Anastassia Sinitsina

Personal information
- Born: 2004 (age 21–22)

Chess career
- Country: Estonia Russia
- Title: Woman International Master (2024)
- Peak rating: 2238 (April 2024)

= Anastassia Sinitsina =

Estonian chess player (born 2004)

Anastassia Sinitsina (Анастасия Сергеевна Синицына; born 2004) is a Russian chess player who previously represented Estonia, Woman International Master (2024). In 2021, 2022 and 2023 she won the Estonian Women Chess Championship.

==Biography==
From the mid-2010s, Anastassia Sinitsina was one of the leading young chess players in Estonia.
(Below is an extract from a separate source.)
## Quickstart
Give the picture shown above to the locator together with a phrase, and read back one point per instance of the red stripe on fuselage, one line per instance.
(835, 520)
In 2014, she won bronze medal in European Youth Chess Championship in girls U10 age group. Also in this year she won European Youth Chess Championship in rapid and blitz chess in girls U10 age groups.

In 2016 Anastassia Sinitsina won bronze medal in Estonian Women's Chess Championship after play-off tournament. In April 2017, in Riga she participated in the 2017 Women's European Individual Chess Championship.

In 2018 Anastassia Sinitsina won Estonian Girls U14 Chess Championship and Estonian Youth U16 Chess Championship.

In 2021, she won Estonian Women's Chess Championship. In 2022 she won Estonian Women's Chess Championship. In 2023 she won Estonian Women's Chess Championship and silver medal in Estonian Chess Championship.

In August 2023, Anastassia Sinitsina was the best among women in the "Riga Technical University Open" tournament "A".

Anastassia Sinitsina played for Estonia in Chess Olympiad:
- In 2022, at third board in the 44th Chess Olympiad (women) in Chennai (+6, =2, -2).

Since August 2025, she has represented Russia in chess tournaments.